AFINAL, O QUE HOUVE?
Na noite da própria segunda-feira, 27, a PricewaterhouseCoopers, empresa que audita o Oscar, divulgou um comunicado responsabilizando o funcionário Brian Cullinan, que entrega os envelopes aos apresentadores, pelo erro na entrega do prêmio de melhor filme.

A empresa também disse que os protocolos para que o erro fosse corrigido não foram seguidos de maneira rápida o suficiente, e assumiu a culpa.

“A PwC é a responsável pela série de erros e de quebras de protocolo durante a noite do Oscar. O funcionário da PwC Brian Cullinan por engano deu o envelope reserva de melhor atriz no lugar do envelope de melhor filme aos apresentadores Warren Beatty e Faye Dunaway. Assim que o erro ocorreu, protocolos para corrigi-lo não foram seguidos de forma rápida o suficiente por Cullinan ou por sua colega”, declarou.

Mas por que haviam dois papéis de melhor atriz para Emma Stone (um que estava nas mãos da própria atriz e o outro que causou toda a confusão)?

Isso é um procedimento padrão. A PricewaterhouseCoopers disponibiliza dois funcionários para a entrega, um de cada lado. Eles portam uma maleta com os papéis de todas as categorias, e dividem-se na hora de repassar aos apresentadores. A ideia é que saibam todos os vencedores e confiram se tudo está indo bem. Na fatídica noite, Martha Ruiz compartilhava o palco com Cullinan.

Cullinan, contador por formação, aparentemente não foi a pessoa mais concentrada naquela noite. Segundo a agência de notícias “AFP”, ele usou o Twitter durante toda a cerimônia do Oscar, tendo até publicado uma foto de Emma Stone, depois apagada.

A revista “Variety” revelou que Cullinan havia pedido a produtores da Academia para participar de um esquete cômico durante a cerimônia com o apresentador da noite, Jimmy Kimmel. E ele passou a noite inteira em busca de holofotes, como pedidos de selfies com celebridades hollywoodianas e a lembrança de suas semelhanças com o ator Matt Damon.

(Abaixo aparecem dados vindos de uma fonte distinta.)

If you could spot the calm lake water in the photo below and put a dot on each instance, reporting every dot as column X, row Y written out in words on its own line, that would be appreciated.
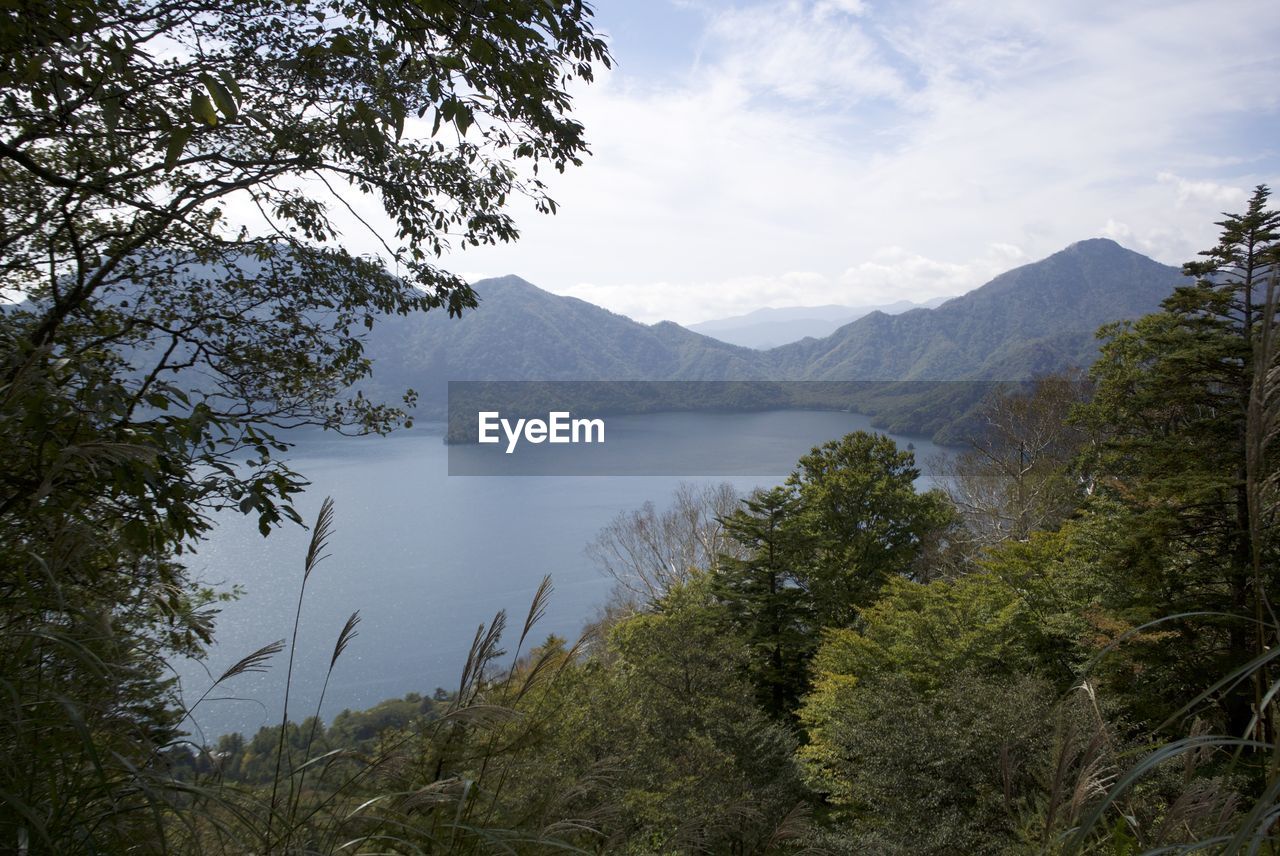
column 426, row 557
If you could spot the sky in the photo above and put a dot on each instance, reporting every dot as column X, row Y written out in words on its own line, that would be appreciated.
column 800, row 152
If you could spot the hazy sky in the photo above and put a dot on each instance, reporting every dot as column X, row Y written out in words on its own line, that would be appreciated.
column 848, row 151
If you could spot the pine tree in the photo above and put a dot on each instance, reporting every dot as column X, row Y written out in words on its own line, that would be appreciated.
column 763, row 600
column 1171, row 404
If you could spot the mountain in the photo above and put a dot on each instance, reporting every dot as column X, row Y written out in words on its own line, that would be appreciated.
column 1029, row 320
column 522, row 333
column 769, row 328
column 1032, row 320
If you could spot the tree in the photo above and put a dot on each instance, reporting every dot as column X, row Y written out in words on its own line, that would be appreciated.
column 648, row 552
column 1171, row 408
column 1016, row 477
column 164, row 332
column 859, row 522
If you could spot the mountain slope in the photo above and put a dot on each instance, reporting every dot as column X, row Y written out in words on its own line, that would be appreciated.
column 522, row 333
column 769, row 328
column 1033, row 319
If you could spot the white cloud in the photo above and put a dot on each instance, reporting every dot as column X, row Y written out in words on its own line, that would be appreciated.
column 1201, row 192
column 809, row 136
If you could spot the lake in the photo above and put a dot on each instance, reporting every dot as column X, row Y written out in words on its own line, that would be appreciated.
column 426, row 557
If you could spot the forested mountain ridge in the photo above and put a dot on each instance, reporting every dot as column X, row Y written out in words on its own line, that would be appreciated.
column 775, row 326
column 525, row 333
column 1033, row 320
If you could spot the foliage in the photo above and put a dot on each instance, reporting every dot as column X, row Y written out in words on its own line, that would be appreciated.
column 647, row 552
column 1171, row 407
column 176, row 177
column 859, row 522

Alguns dias depois da gafe, a Academia de Artes e Ciências Cinematográficas, que organiza a premiação do Oscar, anunciou que não trabalharia mais com os dois funcionários da PricewaterhouseCoopers responsáveis pela gafe no anúncio de melhor filme.

IMAGEM ICÔNICA
Se a cerimônia de entrega do Oscar de 2016 ficou marcada pela presença majoritariamente de brancos entre os premiados (dando origem ao movimento #OscarSoWhite, Oscar tão branco, em inglês), a intenção em 2017 era a de um Oscar com mais diversidade e mais politizado, afinal ocorria pouco após a posse de Donald Trump como presidente dos EUA.

Mas a gafe, a maior de todos os tempos da Academia, ofuscou qualquer movimento nesse sentido, e a lembrança que se tem hoje, um ano depois, é a do erro na hora de anunciar os vencedores, que escancarou uma Hollywood em crise.

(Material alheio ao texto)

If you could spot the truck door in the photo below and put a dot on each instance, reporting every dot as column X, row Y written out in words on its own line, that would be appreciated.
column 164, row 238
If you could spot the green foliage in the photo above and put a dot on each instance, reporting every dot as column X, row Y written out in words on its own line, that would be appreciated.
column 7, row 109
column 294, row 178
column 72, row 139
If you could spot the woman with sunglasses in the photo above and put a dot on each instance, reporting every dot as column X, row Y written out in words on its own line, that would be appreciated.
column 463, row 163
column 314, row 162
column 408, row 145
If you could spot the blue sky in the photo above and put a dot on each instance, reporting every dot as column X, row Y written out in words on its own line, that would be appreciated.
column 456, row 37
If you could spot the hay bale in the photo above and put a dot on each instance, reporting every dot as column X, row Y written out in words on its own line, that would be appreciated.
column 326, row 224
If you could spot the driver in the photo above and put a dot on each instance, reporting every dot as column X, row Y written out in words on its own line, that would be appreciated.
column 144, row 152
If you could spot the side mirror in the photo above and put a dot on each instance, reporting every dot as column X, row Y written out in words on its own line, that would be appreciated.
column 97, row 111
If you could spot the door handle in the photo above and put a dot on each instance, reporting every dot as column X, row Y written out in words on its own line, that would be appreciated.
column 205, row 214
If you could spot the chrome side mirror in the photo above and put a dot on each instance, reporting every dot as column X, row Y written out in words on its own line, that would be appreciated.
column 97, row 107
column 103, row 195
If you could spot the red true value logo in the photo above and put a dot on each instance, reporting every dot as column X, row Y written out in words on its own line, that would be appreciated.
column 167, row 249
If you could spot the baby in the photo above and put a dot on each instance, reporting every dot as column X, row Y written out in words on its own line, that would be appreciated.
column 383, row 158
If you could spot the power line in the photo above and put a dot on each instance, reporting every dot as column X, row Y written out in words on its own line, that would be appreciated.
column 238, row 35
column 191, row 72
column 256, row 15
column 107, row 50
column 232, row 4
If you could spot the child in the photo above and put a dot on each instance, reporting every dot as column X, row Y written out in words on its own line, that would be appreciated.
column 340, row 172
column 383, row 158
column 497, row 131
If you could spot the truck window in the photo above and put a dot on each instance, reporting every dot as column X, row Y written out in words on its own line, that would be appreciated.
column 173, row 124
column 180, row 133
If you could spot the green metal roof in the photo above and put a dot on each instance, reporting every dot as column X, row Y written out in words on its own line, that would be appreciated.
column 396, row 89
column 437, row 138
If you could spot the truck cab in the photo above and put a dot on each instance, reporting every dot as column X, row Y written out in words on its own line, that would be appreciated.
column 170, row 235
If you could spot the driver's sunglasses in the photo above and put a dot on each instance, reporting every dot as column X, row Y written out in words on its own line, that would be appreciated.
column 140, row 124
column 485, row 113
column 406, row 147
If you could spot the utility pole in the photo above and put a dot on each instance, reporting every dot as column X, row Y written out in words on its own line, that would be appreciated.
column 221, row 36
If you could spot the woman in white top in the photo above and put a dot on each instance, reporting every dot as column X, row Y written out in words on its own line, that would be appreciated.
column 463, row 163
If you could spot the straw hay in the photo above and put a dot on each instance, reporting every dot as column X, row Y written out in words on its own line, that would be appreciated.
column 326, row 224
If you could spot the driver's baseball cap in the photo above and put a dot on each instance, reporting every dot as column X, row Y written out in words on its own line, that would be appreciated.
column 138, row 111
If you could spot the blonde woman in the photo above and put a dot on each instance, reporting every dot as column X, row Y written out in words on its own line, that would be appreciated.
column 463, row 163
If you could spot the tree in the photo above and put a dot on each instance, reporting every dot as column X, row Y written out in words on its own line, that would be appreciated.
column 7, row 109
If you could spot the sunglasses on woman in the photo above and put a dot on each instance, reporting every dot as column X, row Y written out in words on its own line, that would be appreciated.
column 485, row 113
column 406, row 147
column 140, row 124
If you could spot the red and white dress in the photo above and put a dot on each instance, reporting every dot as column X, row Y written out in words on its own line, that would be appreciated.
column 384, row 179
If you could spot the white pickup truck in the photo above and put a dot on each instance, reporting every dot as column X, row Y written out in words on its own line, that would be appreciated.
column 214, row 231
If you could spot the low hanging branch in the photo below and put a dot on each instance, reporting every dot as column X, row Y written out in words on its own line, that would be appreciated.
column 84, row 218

E é ela que continuará presente no futuro, muito embora toda essa trapalhada tenha produzido uma imagem icônica: o elenco e produtores de “La La Land”, brancos em sua maioria, de orçamento milionário, com protagonistas brancos em um universo indissociável da cultura negra, o jazz, passando o bastão de melhor filme para elenco e produtores de “Moonlight”, negros em sua maioria, de orçamento modesto e sobre a história de um jovem negro, gay e pobre que enfrenta a dureza das ruas de Miami.